Зато в первой части поэмы, «Ад», в числе трех хищников, преграждающих поэту путь, есть волчица, про которую Вергилий как раз и говорит Данте, что она в конце концов окажется в аду. Дальше такие слова идут, что невозможно не вспомнить такого же хищного Легионера («плен превозмочь»), с его «тенью сомнения», «Юпитер, ты не прав», и «воевал бы вновь». Если сказать, что дальше идет тема Рима и Иерусалима как образов разного величия, будет в чем-то верно, но набоковскую цитату про того критика все равно напомнит. Видно, все дело в том, как именно такой эффект достигнут: на этом месте выясняется, во-первых, что Волк свободно перемещается не только в пространстве, но и во времени: вместо Рима, куда он возвращается из плена, входит в Иерусалим, «не узнав» на холмах другого вечного города. Затем идет тема, что он не пришел, а как-то не по своей воле приведен: сам-то он «только что не мимо». И опять же поэтическое содержание здесь не у самой темы (достаточно традиционной), а у ее воплощения. Никаких назидательных и глубокомысленных, готовых и плоских «идей» и образов, которые в плохих стихах на этом месте непременно были бы, случись им взаимодействовать с такой темой. Нужный смысл, кроме прямого слова «храм», образует образ ослепительного витража, который на первый взгляд разбился, но потом ясно, что это о брызнувшем ослепительном свете, а «без нажима» это, наверно, что волку объяснений не потребовалось, хотя явление для него новое. Но здесь, возможно, и ошибка толкования, это трудное место. Не менее изощренно для целей понимания выглядит эпизод про «плоть неизвестных безвинных животных». При том, что с начала до конца действует «неуступчивая серьезность» тона, мелодии - но, как по канату над пропастью, здесь, кажется, успешно прошла явная злая шутка. Не то чтобы этим животным поделом, но фразеологический оборот «навязнуть в зубах» на месте басенного злодейства очень многое объясняет, перекликаясь с темой «бледной бездари». Кажется, это об унылом прозябании, о вялом,бессильном и безвольно-ленивом существовании. Даже эпитет там особый: не «невинных», а «безвинных». Когда нет ничего, нет и вины. Но, скорее всего, здесь тоже возможны и другие толкования.
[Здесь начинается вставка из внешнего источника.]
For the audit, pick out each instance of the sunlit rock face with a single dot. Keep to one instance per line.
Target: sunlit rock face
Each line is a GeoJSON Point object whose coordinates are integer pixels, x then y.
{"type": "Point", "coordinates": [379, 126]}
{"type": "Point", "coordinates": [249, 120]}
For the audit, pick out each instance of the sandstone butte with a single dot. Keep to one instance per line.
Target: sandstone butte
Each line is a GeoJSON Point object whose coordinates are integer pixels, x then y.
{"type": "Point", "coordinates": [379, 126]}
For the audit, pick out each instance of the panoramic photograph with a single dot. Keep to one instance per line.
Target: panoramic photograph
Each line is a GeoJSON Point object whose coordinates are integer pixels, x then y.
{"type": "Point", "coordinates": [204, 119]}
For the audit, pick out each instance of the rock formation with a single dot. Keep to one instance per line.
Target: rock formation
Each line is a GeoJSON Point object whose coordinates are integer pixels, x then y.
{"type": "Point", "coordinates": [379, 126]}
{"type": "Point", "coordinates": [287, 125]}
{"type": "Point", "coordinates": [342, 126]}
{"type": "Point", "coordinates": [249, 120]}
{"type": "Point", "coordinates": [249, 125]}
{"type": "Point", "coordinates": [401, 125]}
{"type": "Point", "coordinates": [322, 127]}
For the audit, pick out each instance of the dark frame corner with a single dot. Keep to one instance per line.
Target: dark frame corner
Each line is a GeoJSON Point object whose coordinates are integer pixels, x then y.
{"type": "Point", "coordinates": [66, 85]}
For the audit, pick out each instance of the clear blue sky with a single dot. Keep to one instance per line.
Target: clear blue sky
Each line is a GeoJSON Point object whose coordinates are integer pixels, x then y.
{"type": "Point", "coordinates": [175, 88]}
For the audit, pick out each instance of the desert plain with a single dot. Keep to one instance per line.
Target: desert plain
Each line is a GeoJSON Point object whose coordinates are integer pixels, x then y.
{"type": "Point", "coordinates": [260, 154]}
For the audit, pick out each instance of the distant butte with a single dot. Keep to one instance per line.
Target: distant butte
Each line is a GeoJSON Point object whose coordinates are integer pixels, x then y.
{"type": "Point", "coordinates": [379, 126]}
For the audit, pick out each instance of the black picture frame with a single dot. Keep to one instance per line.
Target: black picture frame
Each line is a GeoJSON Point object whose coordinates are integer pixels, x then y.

Дальше вступает тема «словаря» как «дома сирот», в котором поэт, состоящий при нем на службе, найдет место и для Волка. Некоторые на этом месте разочаровываются и думают, что это про «понарошку», что это все было просто обман, и теперь он не без злорадства открыт, чтобы посмеяться над доверчивыми. Это не так. И «словарь», и дело поэта в этом художественном мире, и тоже вслед за предшественниками, обладают совершенно не шуточной и не изнеженной вескостью: родня им не глупое противопоставление «искусство и действительность», а знаменитые в поэзии образы могущества слова и неисчерпаемости того, что открывается человеческой душе на жизненном пути. И все со всем перекликается. «Все мысли веков, все мечты, все миры, всё будущее галерей и музеев, все шалости фей, все дела чародеев, все елки на свете, все сны детворы».